If we compute expected phenotypic frequencies, this suggests that around around 65% of Mesolithic hunter-gatherers would have been type O, compared to around 40% in present-day Europeans, and around 40% of Steppe-ancestry individuals would have been Rh-, compared to around 24% of hunter-gatherers, 4% of early farmers, and about 16% of present-day Europeans.

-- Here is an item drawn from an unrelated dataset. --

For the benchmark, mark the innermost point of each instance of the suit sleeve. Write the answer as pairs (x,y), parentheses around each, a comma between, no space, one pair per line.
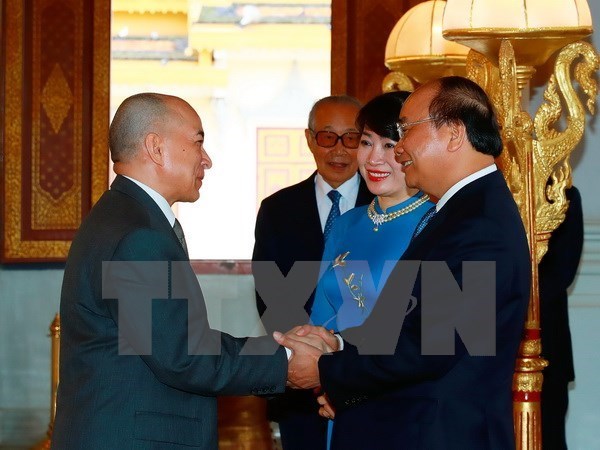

Phenotype frequency results

Broadly speaking, the present-day frequencies are consistent with genome-wide ancestry, in the sense that they are just a mixture of the ancient populations (roughly equal to the Bronze Age). The Rh- frequency in present-day Europe is a bit lower than in the Bronze Age, which might be evidence for selection against the allele, but might also just be because there’s a bit less Steppe ancestry in 1000 Genomes than in the samples Bronze Age populations. This doesn’t really explain the Basque frequency though. The Basque population doesn’t particularly have a lot of hunter-gatherer or Steppe ancestry. But perhaps there is substructure in Rh- frequencies within the Basque population, or within the hunter-gatherer populations. Finally, we’ve explained the present-day frequency in terms of mixtures of ancestral populations, but really we have just pushed the question back ten thousand years. Why was the Rh- frequency so high in hunter-gatherer and Steppe populations? Clearly there has to be some selective advantage to this allele at some point, otherwise it would just have been removed everywhere. Perhaps in these populations that selective advantage was stronger. Or perhaps they were just sufficiently small that it was able to drift to high frequency.